3 de nov. de 2013

PAES 2013 – Análise literária: "HISTÓRIA DA PROVÍNCIA DE SANTA CRUZ A QUE VULGARMENTE CHAMAMOS BRASIL"

Sobre o autor
Pero Magalhães de Gândavo (Braga,1540 - Portugal, 1579).
Sabe-se pouco sobre Pero de Magalhães de Gândavo. Nasceu em Braga, norte de Portugal. Tem este nome porque sua família veio de Gand, próspera cidade flamenga de Flandres (hoje Bélgica). Foi amigo de Luís de Camões. Escreveu uma gramática com regras da língua portuguesa.
Pero teria estado no Brasil na década de 1560. Dessa viagem resultou o Tratado da província do Brasil, que, numa versão posterior, ganharia o título de Tratado da terra do Brasil e, finalmente, numa terceira versão passaria a chamar-se História da província Santa Cruz a que vulgarmente chamamos Brasil. O projeto inteiro  ocupou dez anos de sua vida. Tanto título e tanto tempo de trabalho se justificam, provavelmente, porque o Tratado já não podia dar conta da grandeza e complexidade em que se transformara o Brasil, tarefa reservada á solenidade da História.  Assim, somente em 1576 entregou a uma tipografia o que foi a terceira e definitiva versão de "História da Província de Santa Cruz a que vulgarmente chamamos Brasil". Esta obra é considerada a primeira sobre a história do Brasil. Nome que, aliás, detestava, por julgar sua referência à mera tintura.
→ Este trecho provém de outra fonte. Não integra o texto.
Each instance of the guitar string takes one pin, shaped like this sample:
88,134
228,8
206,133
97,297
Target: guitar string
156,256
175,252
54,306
Pero de Magalhães de Gândavo esteve no Brasil, provavelmente, entre 1558 e 1572.
Pero de Magalhães de Gândavo é o pioneiro de uma longa e nobre linhagem de descritores do Brasil. Sabe-se que foi membro da corte de D. Sebastião, onde desempenhava as funções de “Moço de Câmara”, uma espécie de Ajudante de Ordens, como se diz no exército. E que, além disso, trabalhou como copista na Torre do Tombo. Nos termos técnicos da época, “que trasladava livros”. Sabe-se ainda, mas não muito mais, que foi
nomeado “Provedor da Fazenda” em Salvador, mas não há registro de que tenha  assumido tal cargo.
Típico renascentista, Gândavo é homem de gabinete e de aventura. Quanto ao  primeiro aspecto, é autor de umas Regras que ensinam a maneira de escrever e  ortographia da língua portuguesa, publicadas em 1574, pela mesma “Ophicina” de  Antonio Gonsalvez. O mesmo editor que, dois anos antes, dera a público Os Lusíadas, de Luiz de Camões, de quem Gândavo era admirador e amigo, e dois anos depois publicaria sua versão definitiva da História da província Santa Cruz a que vulgarmente chamamos Brasil.
Sua escrita possui clara finalidade de estimular a emigração portuguesa.

QUINHENTISMO
Quinhentismo é a denominação genérica de todas as manifestações literárias ocorridas no Brasil durante o século XVI, no momento em que a cultura europeia foi introduzida no país. Note que, nesse período, ainda não se trata de literatura genuinamente brasileira, a qual revele visão do homem brasileiro. Trata-se de uma literatura ocorrida no Brasil, ligada ao Brasil, mas que denota a visão, as ambições e as intenções do homem europeu mercantilista em busca de novas terras e riquezas. As manifestações ocorridas se prenderam, basicamente, à descrição da terra e do índio, ou a textos escritos pelos viajantes, jesuítas e missionários que aqui estiveram.
Literatura Informativa
A Carta de Caminha inaugura o que se convencionou chamar de Literatura Informativa sobre o Brasil. Este tipo de literatura, também conhecido como literatura dos viajantes ou literatura dos cronistas, como consequência das Grandes Navegações, empenha-se em fazer um levantamento da “terra nova”, de sua floresta e fauna, de seus habitantes e costumes, que se apresentaram muito diferentes dos europeus. Daí ser uma literatura meramente descritiva e, como tal, sem grande valor literário.
Literatura informativa HOJE
Para o leitor de hoje, a literatura informativa satisfaz a curiosidade a respeito do Brasil nos seus primeiros anos de vida, oferecendo o encanto das narrativas de viagem. Para os historiadores, os textos são fontes obrigatórias de pesquisa. Mais adiante, com o movimento modernista, esses textos foram retomados pelos escritores brasileiros, como Oswald de Andrade, como forma de denúncia da exploração a que o país sofrera desde então.
Veja os principais documentos que compõem a nossa literatura informativa:
1. Carta do descobrimento (Pero Vaz de Caminha): foi escrita no ano de 1500 e publicada pela primeira vez em 1817.
2. Tratado da terra do Brasil (Pero de Magalhães Gândavo): foi escrito por volta de 1570 e impresso pela primeira vez em 1826.
3. História da Província de Santa Cruz, a que vulgarmente chamamos Brasil (Pero de Magalhães Gândavo): foi editado em 1576.
4. Diálogo sobre a conversão dos gentios (Padre Manuel da Nóbrega): foi escrito em 1557 e impresso em 1880.
5. Tratado descritivo do Brasil (Gabriel Soares de Sousa): escrito em 1587 e impresso por volta de 1839.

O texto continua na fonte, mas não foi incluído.